Ruscha was founded in 1948 by Rudolph Schardt, the name comprising of the first few letters of his name. The factory closed in 1996. After this, Scheurich bought the designs and the name and still produces limited runs of items under the Ruscha Art name.
Cilli Wörsdörfer ran the art potter section in the early 1950s and produced famous designs such as Zebra and Milano. The most influential move forward in glaze was made by Otto Gerharz, the production director from 1951 – devising the vulcano glaze which marked a move towards dripped glazes.
Kurt Tschörner created most of the shapes, including the famous 313 (which was released in 1954):
Other designers included Ernst Borens (1958-61), Hans Welling (mid 1950s), Adele Bolz (1959-60), Heinz Siery (1960s and 70s) and Jutta Johanni (1970s).
All information collated by Aidan from various magnificent sources including:
Ruscha items are almost always in white clay. There are rare examples of brown/red clay but this would only be when sources ran out and alternatives were sourced rather than go out of production. Marks are a mixture of incised and embossed. Unlike other WGP where the form number indicates the height of the piece, Ruscha’s different forms had different sized version indicated by a single number.
Items are never marked Germany or West Germany. Many just have the form number and no size notation. Some series were labelled with a letter prior to the form number such as R, G, B, H, L, K and S. It may be that there was a complete A-Z of these which have not been discovered.
Usually one number was reserved for one form and re-use of form numbers was not used to the extent of Scheurich and Bay. Sometimes, however, numbers were re-used after a number of years. In the picture above, the Ruscha 304 was one such reuse.

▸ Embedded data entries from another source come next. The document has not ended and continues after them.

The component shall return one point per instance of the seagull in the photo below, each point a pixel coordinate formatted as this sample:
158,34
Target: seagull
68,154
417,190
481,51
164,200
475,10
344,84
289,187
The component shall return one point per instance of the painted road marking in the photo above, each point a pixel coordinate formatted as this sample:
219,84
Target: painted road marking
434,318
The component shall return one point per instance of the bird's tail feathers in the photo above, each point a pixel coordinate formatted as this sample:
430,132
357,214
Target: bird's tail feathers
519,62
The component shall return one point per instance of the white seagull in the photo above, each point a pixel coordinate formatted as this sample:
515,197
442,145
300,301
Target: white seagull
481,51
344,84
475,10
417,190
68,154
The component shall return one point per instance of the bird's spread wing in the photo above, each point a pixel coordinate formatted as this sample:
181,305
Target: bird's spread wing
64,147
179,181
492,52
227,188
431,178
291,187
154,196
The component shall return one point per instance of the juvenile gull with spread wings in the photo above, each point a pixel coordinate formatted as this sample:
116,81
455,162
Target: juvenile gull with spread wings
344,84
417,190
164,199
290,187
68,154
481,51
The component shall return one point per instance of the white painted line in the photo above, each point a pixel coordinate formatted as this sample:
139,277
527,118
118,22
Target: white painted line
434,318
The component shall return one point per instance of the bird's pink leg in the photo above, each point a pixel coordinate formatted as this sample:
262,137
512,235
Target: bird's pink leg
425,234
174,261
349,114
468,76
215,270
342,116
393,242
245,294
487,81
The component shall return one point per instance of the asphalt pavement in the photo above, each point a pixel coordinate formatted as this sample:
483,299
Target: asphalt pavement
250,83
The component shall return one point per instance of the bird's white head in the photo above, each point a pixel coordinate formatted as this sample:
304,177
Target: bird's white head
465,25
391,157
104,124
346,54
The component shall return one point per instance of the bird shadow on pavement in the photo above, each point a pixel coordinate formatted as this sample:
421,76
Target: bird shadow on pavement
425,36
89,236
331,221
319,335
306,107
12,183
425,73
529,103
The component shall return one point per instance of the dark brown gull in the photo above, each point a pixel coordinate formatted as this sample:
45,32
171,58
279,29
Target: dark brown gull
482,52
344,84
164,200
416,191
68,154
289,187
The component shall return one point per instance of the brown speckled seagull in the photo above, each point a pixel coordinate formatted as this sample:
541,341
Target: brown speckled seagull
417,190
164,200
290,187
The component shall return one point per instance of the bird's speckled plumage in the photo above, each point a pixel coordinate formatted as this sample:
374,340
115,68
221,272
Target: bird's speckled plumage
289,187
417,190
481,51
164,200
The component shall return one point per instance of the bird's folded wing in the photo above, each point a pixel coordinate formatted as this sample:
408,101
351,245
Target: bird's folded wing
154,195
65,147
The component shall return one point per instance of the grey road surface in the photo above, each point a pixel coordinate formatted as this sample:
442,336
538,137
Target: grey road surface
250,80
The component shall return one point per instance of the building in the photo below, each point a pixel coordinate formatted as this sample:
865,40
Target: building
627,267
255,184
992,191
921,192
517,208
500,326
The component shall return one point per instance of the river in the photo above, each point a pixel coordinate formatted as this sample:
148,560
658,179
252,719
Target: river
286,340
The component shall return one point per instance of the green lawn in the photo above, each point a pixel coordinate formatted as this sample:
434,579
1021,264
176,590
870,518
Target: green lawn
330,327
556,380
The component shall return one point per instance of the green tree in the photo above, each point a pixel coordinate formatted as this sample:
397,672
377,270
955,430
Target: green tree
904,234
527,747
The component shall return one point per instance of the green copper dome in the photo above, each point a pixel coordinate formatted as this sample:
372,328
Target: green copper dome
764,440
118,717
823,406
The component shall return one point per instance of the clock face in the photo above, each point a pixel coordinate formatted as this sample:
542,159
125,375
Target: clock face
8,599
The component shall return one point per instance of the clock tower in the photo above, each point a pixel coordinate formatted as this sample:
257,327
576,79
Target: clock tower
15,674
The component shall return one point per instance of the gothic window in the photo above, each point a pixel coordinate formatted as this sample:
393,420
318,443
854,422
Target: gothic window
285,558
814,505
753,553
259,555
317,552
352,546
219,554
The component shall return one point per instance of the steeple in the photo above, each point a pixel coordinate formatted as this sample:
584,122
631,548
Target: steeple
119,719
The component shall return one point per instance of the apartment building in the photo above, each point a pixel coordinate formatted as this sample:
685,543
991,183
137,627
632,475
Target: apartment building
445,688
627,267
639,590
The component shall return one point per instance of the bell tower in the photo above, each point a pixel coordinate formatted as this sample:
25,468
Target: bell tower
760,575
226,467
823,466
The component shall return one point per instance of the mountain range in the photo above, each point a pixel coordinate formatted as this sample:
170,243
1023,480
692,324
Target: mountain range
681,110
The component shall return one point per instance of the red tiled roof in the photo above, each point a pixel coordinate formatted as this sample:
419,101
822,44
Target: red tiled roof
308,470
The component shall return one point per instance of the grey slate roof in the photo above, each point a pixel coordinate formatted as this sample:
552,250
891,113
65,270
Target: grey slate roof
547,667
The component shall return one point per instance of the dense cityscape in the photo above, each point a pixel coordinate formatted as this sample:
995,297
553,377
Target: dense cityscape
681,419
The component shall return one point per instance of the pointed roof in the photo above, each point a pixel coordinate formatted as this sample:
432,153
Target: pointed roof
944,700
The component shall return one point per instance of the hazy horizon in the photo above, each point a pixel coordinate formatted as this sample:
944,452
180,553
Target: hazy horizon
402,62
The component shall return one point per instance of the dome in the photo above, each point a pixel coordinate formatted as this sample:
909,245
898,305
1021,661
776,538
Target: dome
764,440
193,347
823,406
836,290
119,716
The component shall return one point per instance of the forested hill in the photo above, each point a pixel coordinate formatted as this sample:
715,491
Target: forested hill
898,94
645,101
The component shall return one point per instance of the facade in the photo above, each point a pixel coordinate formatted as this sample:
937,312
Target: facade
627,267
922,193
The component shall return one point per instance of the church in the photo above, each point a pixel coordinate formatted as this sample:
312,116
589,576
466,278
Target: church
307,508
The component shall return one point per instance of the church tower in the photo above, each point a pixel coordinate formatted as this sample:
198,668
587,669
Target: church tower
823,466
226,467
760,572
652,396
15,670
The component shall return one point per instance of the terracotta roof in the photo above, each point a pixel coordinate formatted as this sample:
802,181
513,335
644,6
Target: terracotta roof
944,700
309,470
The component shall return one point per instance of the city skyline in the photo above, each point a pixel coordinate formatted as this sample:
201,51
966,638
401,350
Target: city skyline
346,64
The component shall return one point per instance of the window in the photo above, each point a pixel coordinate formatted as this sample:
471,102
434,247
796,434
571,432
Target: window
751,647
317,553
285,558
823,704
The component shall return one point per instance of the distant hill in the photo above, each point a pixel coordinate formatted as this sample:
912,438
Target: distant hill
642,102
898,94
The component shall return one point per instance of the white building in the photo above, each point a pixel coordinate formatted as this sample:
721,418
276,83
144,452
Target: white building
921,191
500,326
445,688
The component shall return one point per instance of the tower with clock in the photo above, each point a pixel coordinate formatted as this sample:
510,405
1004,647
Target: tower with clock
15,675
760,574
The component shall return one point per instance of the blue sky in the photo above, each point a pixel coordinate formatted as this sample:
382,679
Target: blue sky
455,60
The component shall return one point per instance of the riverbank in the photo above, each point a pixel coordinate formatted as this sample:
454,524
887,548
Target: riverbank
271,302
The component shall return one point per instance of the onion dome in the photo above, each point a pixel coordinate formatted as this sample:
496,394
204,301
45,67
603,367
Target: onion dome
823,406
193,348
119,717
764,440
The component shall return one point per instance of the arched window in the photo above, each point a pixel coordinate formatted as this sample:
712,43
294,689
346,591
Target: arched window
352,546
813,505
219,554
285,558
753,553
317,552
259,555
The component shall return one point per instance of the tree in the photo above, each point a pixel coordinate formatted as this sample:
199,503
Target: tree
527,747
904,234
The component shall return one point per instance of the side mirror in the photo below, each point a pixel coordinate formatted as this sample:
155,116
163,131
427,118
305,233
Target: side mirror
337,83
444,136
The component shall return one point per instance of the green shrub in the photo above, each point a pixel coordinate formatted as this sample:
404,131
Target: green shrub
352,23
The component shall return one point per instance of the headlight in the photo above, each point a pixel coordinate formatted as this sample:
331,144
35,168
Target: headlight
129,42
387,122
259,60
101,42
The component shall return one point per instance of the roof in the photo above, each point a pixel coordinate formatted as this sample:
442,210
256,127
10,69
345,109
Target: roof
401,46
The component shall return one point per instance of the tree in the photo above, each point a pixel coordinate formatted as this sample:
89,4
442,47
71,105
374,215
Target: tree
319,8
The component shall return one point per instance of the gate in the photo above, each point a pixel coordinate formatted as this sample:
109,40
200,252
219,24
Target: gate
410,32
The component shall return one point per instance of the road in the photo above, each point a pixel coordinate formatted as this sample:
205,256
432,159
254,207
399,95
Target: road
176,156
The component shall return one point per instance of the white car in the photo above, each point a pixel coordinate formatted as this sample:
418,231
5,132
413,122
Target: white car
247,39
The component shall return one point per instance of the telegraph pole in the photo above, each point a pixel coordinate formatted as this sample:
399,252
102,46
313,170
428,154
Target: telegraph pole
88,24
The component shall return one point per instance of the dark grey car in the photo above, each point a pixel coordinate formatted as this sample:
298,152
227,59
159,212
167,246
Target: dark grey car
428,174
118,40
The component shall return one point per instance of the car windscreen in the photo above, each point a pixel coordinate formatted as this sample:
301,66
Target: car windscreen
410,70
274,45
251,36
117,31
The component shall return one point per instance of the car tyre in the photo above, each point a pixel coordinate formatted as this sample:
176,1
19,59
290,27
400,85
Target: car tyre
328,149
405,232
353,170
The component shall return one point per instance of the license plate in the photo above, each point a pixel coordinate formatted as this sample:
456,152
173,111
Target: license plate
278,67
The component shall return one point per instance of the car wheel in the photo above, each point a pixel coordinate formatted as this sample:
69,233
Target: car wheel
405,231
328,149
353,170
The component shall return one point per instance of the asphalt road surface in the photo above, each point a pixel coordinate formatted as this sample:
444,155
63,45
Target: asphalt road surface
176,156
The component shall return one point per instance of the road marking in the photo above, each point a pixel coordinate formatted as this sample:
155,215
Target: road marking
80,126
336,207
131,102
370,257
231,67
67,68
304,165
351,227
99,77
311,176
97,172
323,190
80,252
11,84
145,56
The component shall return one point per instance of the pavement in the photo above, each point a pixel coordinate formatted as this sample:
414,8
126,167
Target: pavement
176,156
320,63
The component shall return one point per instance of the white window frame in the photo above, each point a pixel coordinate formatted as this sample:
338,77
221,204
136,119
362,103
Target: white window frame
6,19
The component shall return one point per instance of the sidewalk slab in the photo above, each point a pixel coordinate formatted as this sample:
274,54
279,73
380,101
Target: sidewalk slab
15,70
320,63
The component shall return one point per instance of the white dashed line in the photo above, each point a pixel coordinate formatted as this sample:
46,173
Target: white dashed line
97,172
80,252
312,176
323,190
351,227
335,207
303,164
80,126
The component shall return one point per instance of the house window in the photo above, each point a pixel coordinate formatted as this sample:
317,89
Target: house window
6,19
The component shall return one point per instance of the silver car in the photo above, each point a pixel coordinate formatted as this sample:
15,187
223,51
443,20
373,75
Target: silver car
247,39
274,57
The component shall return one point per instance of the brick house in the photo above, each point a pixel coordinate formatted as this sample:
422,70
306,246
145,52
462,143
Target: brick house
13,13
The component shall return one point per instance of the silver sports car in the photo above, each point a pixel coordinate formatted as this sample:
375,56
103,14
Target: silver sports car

On this one, you can just about see the form number with its ‘1’ indicating that it would have been the smallest size in this form:
People seem to love Ruscha pieces. They do seem to be of better quality than other factories, more subdued in colour so perhaps can be considered more ‘stylish’ as a result of that. I must admit, I don’t get that excited by the vast majority of Ruscha pots. I do like the red and black one above, but I’m not massively overwhelmed by them. The 313, for example, does not send me into a mouth-frothing tizzy at the sight of it. Well, no pot does really, but you get the point.
Having said that, I do like that green one.
And I suppose those blue 333 and 845 pots are quite nice…
All new pots courtesy of the February Road Trip. That only leaves about 230 to get through… Aidan spent all of yesterday morning photographing and cataloguing all of them so massive thanks for those pictures! They’re better than my usual efforts, that’s for sure.
That one’s a beast: we didn’t even realise it was Ruscha at first. Aidan managed to ID it using old Ruscha catalogue pages that somebody posted on the Pottery and Glass forum.
So, Ruscha: Love or loathe them? Like them or leave them?